Watching that unfold helped me realize what was going on in a series of Op-Ed page pieces regarding education in the United States. In October, Bill Keller repeated accusations from the National Council on Teacher Quality that teacher education is an “industry of mediocrity”. Keller was followed in November by Joe Nocera repeating more NCTQ accusations on the failures of teacher education. I found this puzzling not because there is no room in teacher education for both improvement and for innovation, but because NCTQ’s landmark “study” was not exactly without its critics. It was conducted without a single site visit to a university based teacher preparation program and drew its conclusions about the content of programs mainly by sifting through publically available documents. Linda Darling Hammond of Stanford University made this crystal clear in an article months before Keller and Nocera’s pieces were published. If the gentlemen from the Times still found NCTQ’s conclusions compelling, they are certainly entitled, but what stood out was how completely unaware they appeared to be of the organization’s agenda and, by then, notorious errors.
The same lack of fundamental investigation has guided editorials relating to the Common Core State Standards. In November, the Editorial Board published a piece on the progress of standards implementation that presented none of the concerns about tying teacher performance to the standardized examinations that are central to the enterprise.
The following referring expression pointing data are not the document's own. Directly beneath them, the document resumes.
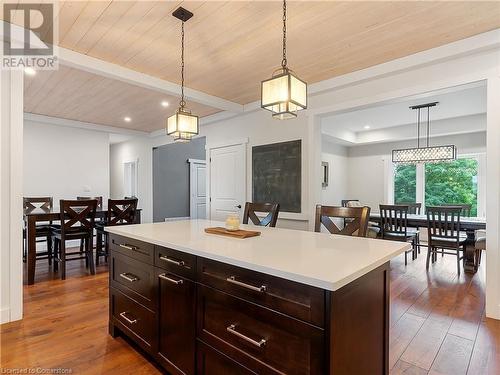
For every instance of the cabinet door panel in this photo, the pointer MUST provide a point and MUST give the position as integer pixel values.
(177, 323)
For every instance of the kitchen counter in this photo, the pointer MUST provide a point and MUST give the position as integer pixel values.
(316, 259)
(285, 302)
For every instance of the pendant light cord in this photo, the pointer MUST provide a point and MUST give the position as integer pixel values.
(182, 103)
(283, 62)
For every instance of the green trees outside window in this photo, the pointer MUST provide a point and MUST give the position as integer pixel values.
(453, 182)
(446, 183)
(405, 183)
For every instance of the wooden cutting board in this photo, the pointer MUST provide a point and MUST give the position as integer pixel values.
(240, 233)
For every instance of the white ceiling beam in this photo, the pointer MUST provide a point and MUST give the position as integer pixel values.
(103, 68)
(33, 117)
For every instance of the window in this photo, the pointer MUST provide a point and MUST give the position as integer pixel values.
(452, 183)
(447, 183)
(405, 184)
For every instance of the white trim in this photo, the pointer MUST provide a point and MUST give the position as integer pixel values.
(103, 68)
(232, 142)
(80, 124)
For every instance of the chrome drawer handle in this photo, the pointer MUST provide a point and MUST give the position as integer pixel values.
(232, 329)
(170, 260)
(232, 280)
(129, 277)
(128, 247)
(130, 321)
(164, 276)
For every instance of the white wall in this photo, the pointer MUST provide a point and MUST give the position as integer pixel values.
(65, 162)
(11, 145)
(137, 149)
(336, 156)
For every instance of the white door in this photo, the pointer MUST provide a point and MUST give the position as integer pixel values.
(227, 181)
(197, 189)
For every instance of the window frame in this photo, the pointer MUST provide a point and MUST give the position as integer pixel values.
(480, 157)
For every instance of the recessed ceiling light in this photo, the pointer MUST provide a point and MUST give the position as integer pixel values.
(29, 71)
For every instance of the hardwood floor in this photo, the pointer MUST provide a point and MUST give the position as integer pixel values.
(437, 324)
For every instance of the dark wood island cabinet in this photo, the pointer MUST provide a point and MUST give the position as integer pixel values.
(195, 315)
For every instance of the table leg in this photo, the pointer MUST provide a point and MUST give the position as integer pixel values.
(469, 256)
(31, 243)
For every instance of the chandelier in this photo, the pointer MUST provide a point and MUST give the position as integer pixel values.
(284, 94)
(182, 125)
(427, 154)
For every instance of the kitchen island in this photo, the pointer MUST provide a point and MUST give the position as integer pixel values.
(285, 302)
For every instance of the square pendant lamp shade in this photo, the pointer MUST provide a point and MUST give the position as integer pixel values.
(433, 154)
(182, 125)
(284, 94)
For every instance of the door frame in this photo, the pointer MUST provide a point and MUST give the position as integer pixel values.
(192, 170)
(212, 146)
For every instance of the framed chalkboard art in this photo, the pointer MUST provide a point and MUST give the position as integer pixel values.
(277, 174)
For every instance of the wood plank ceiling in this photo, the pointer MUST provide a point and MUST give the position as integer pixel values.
(231, 46)
(77, 95)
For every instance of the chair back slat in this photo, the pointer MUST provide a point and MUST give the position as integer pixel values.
(413, 208)
(46, 203)
(121, 211)
(77, 215)
(98, 199)
(443, 222)
(394, 219)
(272, 210)
(357, 225)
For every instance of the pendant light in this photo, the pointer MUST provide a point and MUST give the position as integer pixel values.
(284, 93)
(182, 125)
(427, 154)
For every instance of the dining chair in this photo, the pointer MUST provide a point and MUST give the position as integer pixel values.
(77, 223)
(99, 206)
(120, 212)
(413, 208)
(373, 230)
(479, 245)
(272, 210)
(42, 230)
(443, 226)
(394, 226)
(356, 226)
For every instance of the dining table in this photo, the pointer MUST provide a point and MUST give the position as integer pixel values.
(32, 216)
(467, 224)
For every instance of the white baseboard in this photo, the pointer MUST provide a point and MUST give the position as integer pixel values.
(4, 315)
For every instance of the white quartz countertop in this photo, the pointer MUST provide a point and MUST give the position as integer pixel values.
(318, 259)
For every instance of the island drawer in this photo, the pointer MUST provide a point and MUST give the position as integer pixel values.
(182, 264)
(297, 300)
(211, 362)
(133, 319)
(135, 279)
(260, 339)
(136, 249)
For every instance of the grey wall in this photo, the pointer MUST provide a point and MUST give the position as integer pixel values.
(171, 177)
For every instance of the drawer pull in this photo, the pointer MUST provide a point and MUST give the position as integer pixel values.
(232, 280)
(164, 276)
(128, 247)
(129, 277)
(232, 329)
(130, 321)
(173, 261)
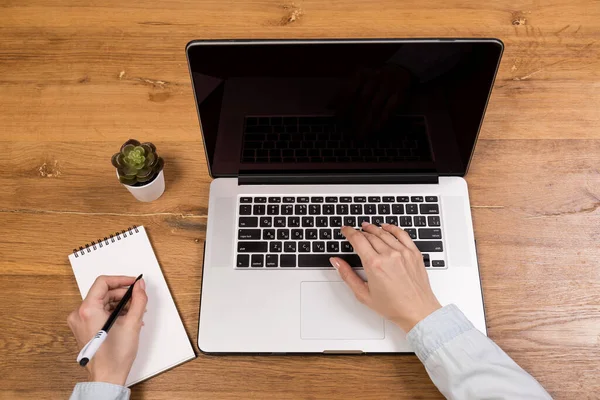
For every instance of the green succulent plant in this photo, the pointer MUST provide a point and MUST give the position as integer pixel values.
(137, 163)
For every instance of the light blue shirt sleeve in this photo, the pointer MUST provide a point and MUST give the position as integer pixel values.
(99, 391)
(464, 364)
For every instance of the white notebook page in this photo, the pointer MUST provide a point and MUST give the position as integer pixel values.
(163, 340)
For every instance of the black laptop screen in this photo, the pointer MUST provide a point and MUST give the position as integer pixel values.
(362, 107)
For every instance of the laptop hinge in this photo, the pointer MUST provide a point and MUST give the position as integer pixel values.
(338, 179)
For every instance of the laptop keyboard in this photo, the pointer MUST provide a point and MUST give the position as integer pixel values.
(300, 139)
(304, 231)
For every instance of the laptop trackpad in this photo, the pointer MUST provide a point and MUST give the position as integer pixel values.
(329, 310)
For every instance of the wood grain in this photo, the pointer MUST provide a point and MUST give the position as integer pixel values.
(79, 77)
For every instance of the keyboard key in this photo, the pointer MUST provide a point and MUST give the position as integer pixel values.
(370, 209)
(243, 260)
(304, 247)
(287, 209)
(322, 260)
(245, 209)
(252, 247)
(266, 222)
(419, 221)
(257, 261)
(432, 221)
(341, 209)
(429, 246)
(311, 234)
(325, 234)
(289, 247)
(356, 209)
(397, 209)
(275, 247)
(435, 233)
(249, 234)
(279, 222)
(411, 232)
(321, 222)
(272, 261)
(391, 220)
(294, 222)
(383, 208)
(335, 222)
(405, 221)
(412, 209)
(288, 260)
(429, 209)
(346, 247)
(249, 222)
(301, 209)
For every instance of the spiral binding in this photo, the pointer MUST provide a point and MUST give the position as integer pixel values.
(89, 247)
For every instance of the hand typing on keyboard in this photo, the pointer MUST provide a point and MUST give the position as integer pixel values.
(398, 286)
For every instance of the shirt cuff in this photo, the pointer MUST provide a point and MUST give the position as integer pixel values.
(99, 391)
(437, 329)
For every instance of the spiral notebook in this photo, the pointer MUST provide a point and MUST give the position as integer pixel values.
(163, 340)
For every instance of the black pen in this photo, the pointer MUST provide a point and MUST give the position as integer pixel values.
(88, 351)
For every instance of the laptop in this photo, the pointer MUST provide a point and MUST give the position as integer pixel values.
(305, 136)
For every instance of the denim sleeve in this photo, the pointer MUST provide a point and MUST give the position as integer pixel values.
(464, 364)
(99, 391)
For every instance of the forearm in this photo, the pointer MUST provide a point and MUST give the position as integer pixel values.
(464, 364)
(99, 391)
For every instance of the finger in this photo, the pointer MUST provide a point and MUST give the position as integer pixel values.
(385, 236)
(114, 295)
(139, 299)
(361, 245)
(377, 243)
(104, 283)
(401, 235)
(354, 282)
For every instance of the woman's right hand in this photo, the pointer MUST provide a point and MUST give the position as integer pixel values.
(398, 286)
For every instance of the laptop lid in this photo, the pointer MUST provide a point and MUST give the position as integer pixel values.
(341, 107)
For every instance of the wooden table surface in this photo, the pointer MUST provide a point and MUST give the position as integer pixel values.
(79, 77)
A few days later, Frank Bruni used his personal Op-Ed column to tie concerns and opposition to the unfolding Common Core to parents who wish to “coddle” their children from all disappointment. Bruni conflated two easily relatable phenomena, parents who do not raise their children to become sufficiently independent and able to adapt to failure and opposition to standards largely by failing to ask any questions that might make that relationship problematic. Both Bruni and the Editorial Board treated the Core as entirely uncontroversial, and this, too, is odd given that legitimate and well founded concerns about the Core’s development, implementation and connection to high stakes testing are easily available. I suppose it is very tempting to assume there is nothing wrong with the Common Core when patrons both influential (Bill Gates) and powerful (the Obama administration) are enthusiastic and court the press, but readers could have left both columns with no knowledge that anyone has concerns about the current reforms more meritorious than fringe conspiracy theories and “coddling” children from disappointment — or that rising test scores could ever be a sign of poor teaching.
I like to think that the journalists of my youth were more rigorous than this, and perhaps that is itself terribly naïve. I certainly have no idea how many unresearched opinion pieces graced the pages of the Times in the 1970s. What I do know is that I have identified a pattern of intellectual laziness that, for reasons I do not know, eschews due diligence when writing about topics that have multiple, legitimate, points of view. Further, I see a pattern of columnists in historically influential and exclusive positions failing to effectively fact check in an age when such information is easier than ever for them to access — moreover, that information is easier than ever for their READERS to access. It is a pattern that bodes poorly for our ability to believe that institutions like the New York Times can be trusted to set a legitimate debate on matters like public education and that means they will be subject to more and more crowd sourced skepticism.